昼間は窓のあかり、夜はろうそくかオイルランプ1つを使い、ほのかな光は家具の光沢を浮かび上がらせたことでしょう。
素朴さと典型的な農家のインテリア。
応接間
玄関ホールの続きの間。
シタン材の文箱、マホガニー材の折りたたみトランプテーブル、マントルピースの上には鏡とスタフォードシャー陶器の猟犬の置物と中国陶器。
本棚には羊の育種で獲得したトロフィーや証明書、農業品評会で撮影されたビアトリクスの写真2枚。
「パイがふたつあったおはなし」に使われたティーポットがある。
絵本が出窓に置いてあるので見比べることができる。
マントルピースは新古典様式。
ビアトリクスはヒルトップを典型的な湖水地方の農家として保存したいと言っていたけれど、このインテリアは、純農村とはいかない。ビアトリクスの趣味と好みが伝わってきます。
台所
階段
「ひげのサムエルのおはなし」の踊り場。窓に真紅のカーテンと角にはホールクロック。
重厚な階段はオーク材。18世紀のもの。彫刻は19世紀のイタリア人彫刻家ピエトロ・マーニの「本を読む少女」。壁には大きな絵が2枚。
ロンドン出身の高名な作家が自ら望んで田舎暮らし。の女性のお住まいにふさわしい。
寝室
壁紙はウィリアム・モリスの「ヒナギク」。
天蓋付きのベッドは17世紀初頭、湖水地方で作られたもので、「こねこのトムのおはなし」に出てくる。天蓋の刺繍はポター自身による。緑のダマスク生地に花型模様。
暖炉の横木と棚には「WHB」の彫刻が。結婚21年を祝って、夫君ウィリアム・ヒーリスとビアトリクスのイニシャルが刻まれた。
ベッドカバーのキルトとイスはアメリカ製。もともとは近くのアメリカ出身の老婦人の家のものをビアトリクスが譲り受けた。

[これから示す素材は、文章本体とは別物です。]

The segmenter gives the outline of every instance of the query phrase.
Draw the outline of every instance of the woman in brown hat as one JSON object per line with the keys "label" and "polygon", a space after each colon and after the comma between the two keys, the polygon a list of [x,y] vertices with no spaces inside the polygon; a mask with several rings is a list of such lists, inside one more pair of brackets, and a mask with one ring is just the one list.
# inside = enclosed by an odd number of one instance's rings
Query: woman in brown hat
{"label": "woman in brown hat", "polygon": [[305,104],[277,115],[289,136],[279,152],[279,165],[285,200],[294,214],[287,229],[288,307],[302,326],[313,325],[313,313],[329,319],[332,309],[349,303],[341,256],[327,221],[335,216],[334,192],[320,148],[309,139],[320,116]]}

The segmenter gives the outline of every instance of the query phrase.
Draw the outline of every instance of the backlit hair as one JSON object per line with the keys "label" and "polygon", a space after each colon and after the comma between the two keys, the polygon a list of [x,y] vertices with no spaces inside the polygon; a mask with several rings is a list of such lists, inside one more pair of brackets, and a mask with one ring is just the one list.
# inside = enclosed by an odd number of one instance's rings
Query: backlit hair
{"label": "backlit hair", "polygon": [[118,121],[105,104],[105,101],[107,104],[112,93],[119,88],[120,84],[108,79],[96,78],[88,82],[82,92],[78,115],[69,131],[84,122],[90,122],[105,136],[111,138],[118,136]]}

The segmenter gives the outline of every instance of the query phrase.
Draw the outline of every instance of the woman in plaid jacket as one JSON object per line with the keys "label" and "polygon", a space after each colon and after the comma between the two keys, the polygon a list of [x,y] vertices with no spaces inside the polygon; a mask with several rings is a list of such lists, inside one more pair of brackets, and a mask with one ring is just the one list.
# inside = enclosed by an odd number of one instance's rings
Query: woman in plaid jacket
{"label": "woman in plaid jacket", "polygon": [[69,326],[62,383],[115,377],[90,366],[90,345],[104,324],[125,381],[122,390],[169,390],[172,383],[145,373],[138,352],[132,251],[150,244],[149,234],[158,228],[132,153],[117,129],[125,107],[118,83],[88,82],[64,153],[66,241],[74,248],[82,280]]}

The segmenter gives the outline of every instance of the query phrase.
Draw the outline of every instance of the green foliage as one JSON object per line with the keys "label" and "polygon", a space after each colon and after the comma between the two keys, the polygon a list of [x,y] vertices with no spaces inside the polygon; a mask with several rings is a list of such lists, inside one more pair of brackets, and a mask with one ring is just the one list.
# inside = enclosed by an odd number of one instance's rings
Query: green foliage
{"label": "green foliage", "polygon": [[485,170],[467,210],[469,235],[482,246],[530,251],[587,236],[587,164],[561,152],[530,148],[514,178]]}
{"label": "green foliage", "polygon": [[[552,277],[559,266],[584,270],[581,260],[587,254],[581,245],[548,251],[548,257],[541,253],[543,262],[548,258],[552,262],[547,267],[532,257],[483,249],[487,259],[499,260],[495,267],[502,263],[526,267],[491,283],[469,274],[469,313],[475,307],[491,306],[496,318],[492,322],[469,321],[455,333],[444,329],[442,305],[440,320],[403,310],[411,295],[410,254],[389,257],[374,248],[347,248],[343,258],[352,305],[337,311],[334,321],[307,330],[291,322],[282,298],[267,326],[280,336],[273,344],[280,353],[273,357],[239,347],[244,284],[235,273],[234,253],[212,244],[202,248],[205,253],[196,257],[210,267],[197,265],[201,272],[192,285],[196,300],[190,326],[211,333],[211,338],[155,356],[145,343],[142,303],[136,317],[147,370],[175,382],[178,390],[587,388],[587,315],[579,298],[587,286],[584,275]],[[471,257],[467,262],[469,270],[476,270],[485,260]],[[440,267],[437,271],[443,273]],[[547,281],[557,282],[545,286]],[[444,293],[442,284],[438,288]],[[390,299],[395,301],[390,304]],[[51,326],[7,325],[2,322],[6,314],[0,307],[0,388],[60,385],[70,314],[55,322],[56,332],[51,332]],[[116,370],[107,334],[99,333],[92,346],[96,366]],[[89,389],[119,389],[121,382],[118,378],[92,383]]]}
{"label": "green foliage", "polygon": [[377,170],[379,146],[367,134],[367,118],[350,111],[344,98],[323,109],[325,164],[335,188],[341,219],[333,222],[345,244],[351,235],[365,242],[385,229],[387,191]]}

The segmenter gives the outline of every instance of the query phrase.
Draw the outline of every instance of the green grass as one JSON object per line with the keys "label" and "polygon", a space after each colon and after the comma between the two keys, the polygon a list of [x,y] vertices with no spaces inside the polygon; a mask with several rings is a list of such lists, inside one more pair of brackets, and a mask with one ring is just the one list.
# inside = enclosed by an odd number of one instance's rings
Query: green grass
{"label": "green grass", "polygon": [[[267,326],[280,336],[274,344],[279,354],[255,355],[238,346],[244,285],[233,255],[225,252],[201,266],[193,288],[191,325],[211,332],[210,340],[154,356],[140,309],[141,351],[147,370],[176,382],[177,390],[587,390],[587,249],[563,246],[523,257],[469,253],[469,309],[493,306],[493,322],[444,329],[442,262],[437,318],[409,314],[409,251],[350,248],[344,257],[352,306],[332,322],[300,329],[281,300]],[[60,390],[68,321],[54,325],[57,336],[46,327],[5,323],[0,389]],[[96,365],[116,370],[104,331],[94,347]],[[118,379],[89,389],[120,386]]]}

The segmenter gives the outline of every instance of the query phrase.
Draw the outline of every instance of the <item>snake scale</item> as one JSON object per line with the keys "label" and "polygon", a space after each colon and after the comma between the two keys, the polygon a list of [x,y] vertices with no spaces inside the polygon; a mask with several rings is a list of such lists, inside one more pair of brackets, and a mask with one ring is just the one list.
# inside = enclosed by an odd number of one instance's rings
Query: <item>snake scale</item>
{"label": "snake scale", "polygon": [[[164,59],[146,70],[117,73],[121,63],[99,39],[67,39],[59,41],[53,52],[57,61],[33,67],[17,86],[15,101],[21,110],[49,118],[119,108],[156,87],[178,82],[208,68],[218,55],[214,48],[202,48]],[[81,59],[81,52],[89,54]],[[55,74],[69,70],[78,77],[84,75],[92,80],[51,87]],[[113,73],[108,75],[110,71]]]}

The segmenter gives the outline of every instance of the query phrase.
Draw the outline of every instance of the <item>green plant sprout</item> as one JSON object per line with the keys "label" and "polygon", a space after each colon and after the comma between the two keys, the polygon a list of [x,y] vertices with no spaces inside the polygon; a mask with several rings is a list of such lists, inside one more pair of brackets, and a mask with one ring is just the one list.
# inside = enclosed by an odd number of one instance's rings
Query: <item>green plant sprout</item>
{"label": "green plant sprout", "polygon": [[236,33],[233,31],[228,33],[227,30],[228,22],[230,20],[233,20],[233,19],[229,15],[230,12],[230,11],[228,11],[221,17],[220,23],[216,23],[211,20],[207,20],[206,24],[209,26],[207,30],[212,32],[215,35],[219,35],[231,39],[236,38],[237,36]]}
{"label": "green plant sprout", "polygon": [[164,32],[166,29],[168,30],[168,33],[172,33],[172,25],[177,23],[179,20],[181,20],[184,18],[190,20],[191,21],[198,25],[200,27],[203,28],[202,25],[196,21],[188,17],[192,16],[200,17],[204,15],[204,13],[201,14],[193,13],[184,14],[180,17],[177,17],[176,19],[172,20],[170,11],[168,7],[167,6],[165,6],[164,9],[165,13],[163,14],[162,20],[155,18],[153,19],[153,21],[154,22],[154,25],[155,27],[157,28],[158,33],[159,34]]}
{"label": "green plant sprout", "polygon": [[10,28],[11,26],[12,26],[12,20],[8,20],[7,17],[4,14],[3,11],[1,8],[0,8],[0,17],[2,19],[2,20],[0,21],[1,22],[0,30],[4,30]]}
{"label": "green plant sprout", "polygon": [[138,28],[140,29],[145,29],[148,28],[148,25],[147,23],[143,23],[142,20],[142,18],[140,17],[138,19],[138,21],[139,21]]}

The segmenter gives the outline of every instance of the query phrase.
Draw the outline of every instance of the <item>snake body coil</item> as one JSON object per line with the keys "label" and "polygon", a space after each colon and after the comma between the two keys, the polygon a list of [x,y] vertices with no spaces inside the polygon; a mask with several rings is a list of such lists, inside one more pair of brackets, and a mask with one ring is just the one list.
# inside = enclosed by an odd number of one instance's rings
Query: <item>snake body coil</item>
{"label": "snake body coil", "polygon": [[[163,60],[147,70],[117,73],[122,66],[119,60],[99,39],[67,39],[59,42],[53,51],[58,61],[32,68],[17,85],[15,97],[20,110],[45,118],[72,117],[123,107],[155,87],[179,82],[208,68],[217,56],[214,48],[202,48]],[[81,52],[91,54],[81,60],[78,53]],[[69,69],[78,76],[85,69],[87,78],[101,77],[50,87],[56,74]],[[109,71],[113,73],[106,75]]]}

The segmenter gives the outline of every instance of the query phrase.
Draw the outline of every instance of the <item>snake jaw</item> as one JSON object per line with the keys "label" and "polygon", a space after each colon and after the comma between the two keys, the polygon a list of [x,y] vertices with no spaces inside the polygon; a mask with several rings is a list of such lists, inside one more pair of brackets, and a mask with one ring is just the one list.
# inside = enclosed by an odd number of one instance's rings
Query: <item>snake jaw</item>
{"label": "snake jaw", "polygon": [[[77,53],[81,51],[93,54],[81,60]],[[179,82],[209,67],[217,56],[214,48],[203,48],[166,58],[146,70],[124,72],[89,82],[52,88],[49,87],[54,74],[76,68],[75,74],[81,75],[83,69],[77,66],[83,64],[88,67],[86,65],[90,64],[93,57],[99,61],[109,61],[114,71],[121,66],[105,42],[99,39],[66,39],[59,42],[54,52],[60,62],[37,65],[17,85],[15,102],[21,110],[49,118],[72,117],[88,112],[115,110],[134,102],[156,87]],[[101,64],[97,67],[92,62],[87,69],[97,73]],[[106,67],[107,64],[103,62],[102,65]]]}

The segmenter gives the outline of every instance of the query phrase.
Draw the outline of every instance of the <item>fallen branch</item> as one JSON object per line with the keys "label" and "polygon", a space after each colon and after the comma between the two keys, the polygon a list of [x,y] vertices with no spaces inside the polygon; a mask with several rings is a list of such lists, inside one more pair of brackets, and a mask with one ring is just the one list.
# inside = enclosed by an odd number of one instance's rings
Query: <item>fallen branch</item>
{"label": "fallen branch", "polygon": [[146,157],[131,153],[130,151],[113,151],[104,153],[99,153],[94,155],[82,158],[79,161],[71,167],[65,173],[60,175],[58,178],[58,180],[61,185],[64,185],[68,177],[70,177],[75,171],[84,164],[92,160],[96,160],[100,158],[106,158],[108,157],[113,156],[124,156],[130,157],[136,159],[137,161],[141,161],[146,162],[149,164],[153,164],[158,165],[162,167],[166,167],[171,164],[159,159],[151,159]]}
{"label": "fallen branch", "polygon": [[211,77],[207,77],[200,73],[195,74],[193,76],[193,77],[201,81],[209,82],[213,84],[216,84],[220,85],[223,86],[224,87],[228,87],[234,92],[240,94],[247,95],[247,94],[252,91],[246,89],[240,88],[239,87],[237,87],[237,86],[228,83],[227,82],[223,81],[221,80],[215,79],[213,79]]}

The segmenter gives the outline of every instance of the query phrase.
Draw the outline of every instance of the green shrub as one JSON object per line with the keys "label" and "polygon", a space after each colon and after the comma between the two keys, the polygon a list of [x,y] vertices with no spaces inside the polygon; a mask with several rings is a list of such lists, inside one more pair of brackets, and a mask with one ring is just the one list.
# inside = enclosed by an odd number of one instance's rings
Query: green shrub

湖水地方の家具には家庭に祝福をもたらすとされるシンボルを彫刻することが一般的だった。ベットの頭部分のザクロは多産、ぶどうのつるは祈り、チューリップは富裕をあらわす。
写真も飾ってありました。
ただし、このベッドはビアトリクスが後にカースル・コテージに引っ越した後に購入したもので、実際にこのベッドは使ったことはないし、ビアトリクスがこの部屋で眠ることは少なかったとのこと。
宝物の部屋
2階の中の間で、黒檀風に染色された19世紀の戸棚には陶器、磁器、宝飾品やビアトリクスの本に登場するキャラクターなど、こまごまとした品物が展示されている。
居間
親しい友人や家族をもてなすための部屋。刺繍枠がある。ビアトリクスは刺繍も上手だった。壁にかかっているのは弟、バートラムの描いた絵。
「こねこのトムのおはなし」に描かれた鏡。
19世紀初頭に作られたマホガニーのピアノ。御主人のウィリアムは音楽好きで、ダンス好き。村のダンスチームに参加してコンテストに出たりしていた。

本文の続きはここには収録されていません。